The only thing that has held us up from using the new coop was that we could not decide on what plastic to get to cover the house. Mike and his friend Sam were talking one evening over supper and they decided that a silage bag would work and they were right! (Aren't they genius?)
I have a permanent building for a chicken house but I am not quite ready to retire my old birds until these new birds get a little bigger and start laying. I did not want to put the young birds in with the older birds due to (a) lack of space (b) the larger birds picking on the smaller birds and (c) because I wanted to clean the big house out, disinfect it and let it air until fall before I start using it again. The Hoop Coop was a perfect solution for temporary housing for these younger birds that would not cost us a fortune. In fact, Mike used lumber that the men had sawed on our saw mill so the lumber didn't really cost us anything. Then, he used two cattle panels we had to make the "hooped" portion of the building at a cost of approximately $20 per cattle panel. The roll of chicken wire we used on the lower part of the construction to keep predators from being able to reach through and grab the birds was $30. The old, heavy duty wooden door (complete with horse shoe for good luck) was donated by my father in law and the silage bag for the cover was donated by our friend, Sam. So, for less than $100 we have us a nice place for the birds!
Currently, I am keeping them in until they get use to their new home and then I will begin turning them out to free range on our 50 acres here at the house.
In addition to the wonderful, big hoop house that Mike built, I found a small hoop house on Craig's List that was made by a young man still in high school. I can use as a small chicken tractor for my roosters that I am raising. Considering what it cost us to make the large hoop house, I am sure that I paid more than I should have for the smaller hoop house. However, as Mike is really too busy to build me another one right now I decided to go ahead and get it. ( Besides, it's really cute!)
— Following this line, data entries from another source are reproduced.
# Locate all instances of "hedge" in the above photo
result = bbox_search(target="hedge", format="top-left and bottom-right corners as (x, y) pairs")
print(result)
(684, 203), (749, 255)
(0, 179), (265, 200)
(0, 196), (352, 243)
|Too cute with that star cut out in the door! Small, lightweight and easy to move. This hoop house was built using pvc pipe which is much lighter than the cattle panels used on the big hoop house.|
Currently, because McMurry sent the roosters mixed in with the hens, I am not able to tell the difference. Hopefully I will be able to tell in the next few weeks. At that time, I will put all the roosters together in the smaller coop. They will be allowed to either free range or be pastured with electric poultry netting during the day and fed a diet of clabbered milk to supplement until I get them to butcher size.
And that, my friends, is the Scoop on the Hoop Coop(s)!